L'idea gli venne tardi, ma sincera,
E dubitando che già qualche Tizio
Potesse aizzargli gente alle calcagna,
Pensò ben di restare alla campagna.

Passavan l'ore e già freddato il forno
Il direttor dell'opra si attendea,
E tardando di troppo a far ritorno,
La gente alla sua stalla il pie volgea;
Ma qual non fu del popolo lo scorno,
Quando notizie a tutti invan chiedea :
Delle bestie e degli uomini alla vista
Era scomparso il geniale artista.

Senza di lui chi avrebbe mai l'ardire
Di liberare il monumento cotto?
Darsi potea che ad un incauto aprire
Crollasse il forno e quel restasse sotto.
Il senato decise in questo dire :
« Ad evitar che nulla vada rotto
E ad accertare l'esito sperato,
Si faccia un piccol finestrin da un lato ».

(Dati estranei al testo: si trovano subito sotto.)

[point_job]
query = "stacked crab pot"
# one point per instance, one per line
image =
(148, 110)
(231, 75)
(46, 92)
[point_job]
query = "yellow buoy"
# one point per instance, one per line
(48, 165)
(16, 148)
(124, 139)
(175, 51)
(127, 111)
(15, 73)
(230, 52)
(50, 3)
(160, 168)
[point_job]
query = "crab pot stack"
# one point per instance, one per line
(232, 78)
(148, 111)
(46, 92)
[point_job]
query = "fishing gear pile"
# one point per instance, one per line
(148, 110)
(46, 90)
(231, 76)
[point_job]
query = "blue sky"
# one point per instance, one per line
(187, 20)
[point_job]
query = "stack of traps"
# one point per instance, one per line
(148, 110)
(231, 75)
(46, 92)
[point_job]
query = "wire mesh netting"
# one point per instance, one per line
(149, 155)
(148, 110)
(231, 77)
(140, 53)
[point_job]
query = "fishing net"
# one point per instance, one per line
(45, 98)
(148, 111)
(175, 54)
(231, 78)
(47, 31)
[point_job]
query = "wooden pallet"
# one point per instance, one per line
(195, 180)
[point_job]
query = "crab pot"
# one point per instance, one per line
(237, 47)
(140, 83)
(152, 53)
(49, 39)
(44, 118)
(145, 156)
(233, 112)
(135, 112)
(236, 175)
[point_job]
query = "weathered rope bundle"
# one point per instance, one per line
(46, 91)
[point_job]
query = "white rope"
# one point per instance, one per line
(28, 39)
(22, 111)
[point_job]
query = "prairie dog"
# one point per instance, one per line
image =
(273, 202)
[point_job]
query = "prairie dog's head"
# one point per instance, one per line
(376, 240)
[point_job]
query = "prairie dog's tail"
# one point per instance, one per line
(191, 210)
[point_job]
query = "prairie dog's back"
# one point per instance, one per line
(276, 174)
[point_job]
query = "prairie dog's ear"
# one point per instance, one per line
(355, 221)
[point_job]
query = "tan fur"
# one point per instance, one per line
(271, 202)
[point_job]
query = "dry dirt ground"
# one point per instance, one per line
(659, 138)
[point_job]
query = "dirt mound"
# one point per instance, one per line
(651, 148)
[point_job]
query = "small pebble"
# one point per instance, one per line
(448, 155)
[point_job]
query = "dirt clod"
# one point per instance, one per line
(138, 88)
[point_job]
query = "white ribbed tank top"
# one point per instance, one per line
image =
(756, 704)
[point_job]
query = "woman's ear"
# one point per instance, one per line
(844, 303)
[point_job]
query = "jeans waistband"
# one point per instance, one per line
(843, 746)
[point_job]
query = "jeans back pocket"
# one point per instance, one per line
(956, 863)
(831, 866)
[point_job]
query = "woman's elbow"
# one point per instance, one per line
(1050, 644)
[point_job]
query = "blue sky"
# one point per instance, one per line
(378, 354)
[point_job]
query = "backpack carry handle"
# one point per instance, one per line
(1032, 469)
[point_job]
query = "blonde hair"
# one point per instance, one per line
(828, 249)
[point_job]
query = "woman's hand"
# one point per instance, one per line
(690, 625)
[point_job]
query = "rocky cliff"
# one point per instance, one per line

Il presidente va con batticuore
E leva un mattoncin con molta cura :
Applica al buco l'occhio suo migliore
Per veder se già cotta è la scultura,
Ma vuoto il forno ei scorge con stupore
E solo in terra un poco di lordura,
Che gli pareva di concime un grumo
A giudicare dall'odor del fumo.

Muto alcun tempo e qual da pensier vari
Che sia sorpreso, si coprì le ciglia :
Poi volto ai suoi : « La grande nuova, o cari
Compaesani, darete alla famiglia :
Il fior fiore di tutti i montanari,
Il Duca nostro e il ciuco, oh meraviglia!
Scolpiti in terra con la neve e il gelo,
Sono, in effige, già volati al cielo! »

* * *

Lettor mio caro la mia storia e questa.
Somiglia anch'essa a una scultura in neve :
Forno è il cervello e, benché sia modesta,
Il calor dell'affetto essa riceve;
La gente del Frignan, forte ed onesta,
Seconda a nessun'altra esser mai deve :
Speriam che in lei, della fatica mia,
Non resti solo un po' di porcheria.

Il nome di Palagano è qui posto
Solo ad omaggio d'un proverbio antico :
Se in parte o in tutto v'abbia corrisposto,
Dimostrarlo non posso e non lo dico.
Lo scongiuro bensì che, ad ogni costo,
Per ciò non voglia divenir nemico,
E per farsi vedere intelligente
Dirci dovrà : « non me ne importa niente ».